There are many strategies that can be done to avoid foreclosure. From repayment plans provided by lenders to delaying foreclosure through bankruptcy, the cards can deal many hands. One little known mortgage industry trick on ducking foreclosure is to sell your home and buy it back again. The logistics may be unclear from the start, but a little explanation should yield better understanding of how the process works as described below (this option is best when refinancing out of foreclosure is impossible due to low equity.)
The first step is to find a cooperative party willing to deal with you. It could be a friend or a family member. The agreement is simple: sell the property to the person who will agree to sell it back to you. Support your oceanfront property is worth $210,000 but has a $190,000 that is dipping into foreclosure within the next few months. You've defaulted on your mortgage payments, lost your job, and since recovered stability.
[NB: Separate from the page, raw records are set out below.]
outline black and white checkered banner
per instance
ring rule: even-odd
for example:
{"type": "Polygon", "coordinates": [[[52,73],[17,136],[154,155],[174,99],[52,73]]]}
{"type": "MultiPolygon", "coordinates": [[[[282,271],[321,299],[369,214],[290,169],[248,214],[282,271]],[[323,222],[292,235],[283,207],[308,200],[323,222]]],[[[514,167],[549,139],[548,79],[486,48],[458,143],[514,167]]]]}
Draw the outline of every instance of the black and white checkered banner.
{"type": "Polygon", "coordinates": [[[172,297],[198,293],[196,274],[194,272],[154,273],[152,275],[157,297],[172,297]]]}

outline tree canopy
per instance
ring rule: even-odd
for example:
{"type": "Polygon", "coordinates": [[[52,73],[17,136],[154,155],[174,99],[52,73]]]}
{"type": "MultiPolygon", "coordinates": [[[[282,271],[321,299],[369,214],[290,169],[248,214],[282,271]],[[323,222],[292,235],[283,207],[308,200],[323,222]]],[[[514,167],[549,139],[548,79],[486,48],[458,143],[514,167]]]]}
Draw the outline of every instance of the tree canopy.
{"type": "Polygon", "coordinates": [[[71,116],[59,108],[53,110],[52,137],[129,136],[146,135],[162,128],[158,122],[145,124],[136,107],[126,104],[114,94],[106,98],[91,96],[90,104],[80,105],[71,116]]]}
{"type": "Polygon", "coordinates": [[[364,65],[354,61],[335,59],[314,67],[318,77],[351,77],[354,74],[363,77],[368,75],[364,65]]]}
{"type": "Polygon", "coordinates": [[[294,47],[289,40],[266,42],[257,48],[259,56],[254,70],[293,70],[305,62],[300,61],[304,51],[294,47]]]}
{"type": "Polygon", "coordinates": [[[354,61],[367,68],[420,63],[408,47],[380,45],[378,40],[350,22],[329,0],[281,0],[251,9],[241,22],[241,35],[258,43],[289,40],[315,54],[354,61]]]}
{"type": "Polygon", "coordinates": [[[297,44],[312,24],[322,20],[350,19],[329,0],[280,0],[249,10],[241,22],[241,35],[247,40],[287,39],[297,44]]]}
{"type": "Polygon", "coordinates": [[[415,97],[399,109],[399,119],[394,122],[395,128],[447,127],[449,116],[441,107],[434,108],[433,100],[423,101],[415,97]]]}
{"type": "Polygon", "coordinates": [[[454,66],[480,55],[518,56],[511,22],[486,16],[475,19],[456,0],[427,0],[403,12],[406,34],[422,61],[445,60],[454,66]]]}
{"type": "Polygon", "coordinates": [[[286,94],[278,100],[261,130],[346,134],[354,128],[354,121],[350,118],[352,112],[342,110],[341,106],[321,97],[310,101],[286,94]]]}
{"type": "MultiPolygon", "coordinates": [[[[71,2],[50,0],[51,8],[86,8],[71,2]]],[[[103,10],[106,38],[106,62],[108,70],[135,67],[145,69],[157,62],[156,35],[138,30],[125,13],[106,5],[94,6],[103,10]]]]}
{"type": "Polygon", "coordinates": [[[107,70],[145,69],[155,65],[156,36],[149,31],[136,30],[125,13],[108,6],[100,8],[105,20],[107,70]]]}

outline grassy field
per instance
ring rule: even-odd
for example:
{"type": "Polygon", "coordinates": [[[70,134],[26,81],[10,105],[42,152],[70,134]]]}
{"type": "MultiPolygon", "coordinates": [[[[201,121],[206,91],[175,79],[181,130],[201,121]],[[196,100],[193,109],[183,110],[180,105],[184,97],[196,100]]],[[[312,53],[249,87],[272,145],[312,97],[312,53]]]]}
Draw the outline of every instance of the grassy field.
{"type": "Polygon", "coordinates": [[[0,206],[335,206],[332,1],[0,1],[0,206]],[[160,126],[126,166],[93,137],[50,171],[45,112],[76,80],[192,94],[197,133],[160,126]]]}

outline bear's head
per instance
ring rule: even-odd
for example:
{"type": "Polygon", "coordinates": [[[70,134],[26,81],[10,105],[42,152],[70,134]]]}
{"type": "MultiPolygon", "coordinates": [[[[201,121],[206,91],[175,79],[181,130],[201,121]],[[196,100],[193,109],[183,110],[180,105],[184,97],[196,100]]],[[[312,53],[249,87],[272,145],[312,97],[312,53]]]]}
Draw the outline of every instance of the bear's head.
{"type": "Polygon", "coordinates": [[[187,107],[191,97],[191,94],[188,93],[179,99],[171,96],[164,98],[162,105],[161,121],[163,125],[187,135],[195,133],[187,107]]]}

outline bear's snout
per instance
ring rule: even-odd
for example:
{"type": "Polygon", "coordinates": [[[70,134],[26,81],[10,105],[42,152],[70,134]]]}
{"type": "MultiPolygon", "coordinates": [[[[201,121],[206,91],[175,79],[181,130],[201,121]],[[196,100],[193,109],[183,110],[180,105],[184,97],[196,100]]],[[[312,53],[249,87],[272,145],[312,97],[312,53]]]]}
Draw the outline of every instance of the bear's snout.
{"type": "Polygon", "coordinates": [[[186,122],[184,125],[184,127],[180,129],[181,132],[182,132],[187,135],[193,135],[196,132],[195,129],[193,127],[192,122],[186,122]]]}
With little equity for refinance, you can sell the property to your party for $190,000 (assuming the bank waives unpaid interest and fees as part of a short sale), sign a rental agreement to use the property for $1000 a month (with an option to buy, also known as a lease option), and make timely monthly payments every month.
With timely payments made and an improved credit record, you can opt to purchase the property (as your lease option would allow) and use a new and improved refinance loan to buy your home back for the original $190.000. This automatically grants you the title and may award a $10,000+ profit to your seller based on equity. Although this is one of the unconventional forms of avoiding foreclosure, it is a way to keep a home you don't want to lose and others to gain.